国家とか社会とか

 もう2年弱の昔になりますが、2020/10/10のブログの最後に「国家」とか「社会」について考えてみることが必要かもしれない、というような無責任なことを言って終わりました。今日はその責任を取りたいと思います。現代に生きるわれわれは、「国家」というと「日本という国」があると当たり前に思っています。国会があったり総理大臣がいたりするので国が存在するように思っていますが、国ってなんだろうとあらためて考えてみると、今の時代はとくに訳が分からなくなります。「国家」という観念そのものが時代遅れなものではないか。今後ずっと日本という国は存在するのだろうか。

 日本という「国家」は、実は明治維新の時にできた国だと考えることもできます。明治以前の江戸の世は、全国にいくつもの藩が存在していて、それぞれが独立した「国家」だったと考えた方が実態にあっているかもしれません。そうすると日本国という「国家」が出来上がってから200年も経っていません。今後も今の日本という国が今のままで続くのだろうか…

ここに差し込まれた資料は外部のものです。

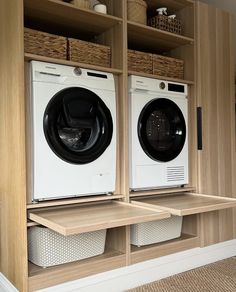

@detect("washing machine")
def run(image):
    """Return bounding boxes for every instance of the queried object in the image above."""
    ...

[129,75,188,191]
[27,61,116,201]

 明治以降これまでの「国家」とその舵取りをしてきた政府は、明治維新により成立した「国家」が採用した外来の資本主義というものに沿って、そして国家の発展のために大企業との蜜月時代を謳歌してきました。これまではその「国家」は継続してきましたし、そのやり方に間違いがあったとは決して思いません。しかし今デジタルの時代を迎えて、そのようなやり方は通用しません。この10年で日本が貧乏になったことを見れば明らかなことでしょう。これから「国家」はその姿を変えなければならないか、またはいったん終わらなければならないのではないか。そんなことまで考えてしまいます。

 「国家」というものと似たようなものに「社会」があります。私たちは当たり前のように「社会」というものがあると思い込んでいますが、よく考えてみると「国家」よりもあいまいな形でわかりにくいですよね。「社会」って誰のことを指すんだろうか。全く実体がありませんよね。さらに、私たち日本人はこの「社会」というものに加えて「世間」というものも相手にしなければなりません。「社会」とか「世間」とか、この国にとってはとても重要でもあり厄介なものでもあるでしょう。

 何となくわれわれ日本人は、「社会」はともかくとして「世間」となると、いつも恐れて暮らしてきたような気がします。「世間」は、個人に対して邪魔はするけど応援をしてくれるものではないでしょう。デジタルの時代を迎えて、この「世間」はもっとやかましくなります。皆さん気をつけましょうね!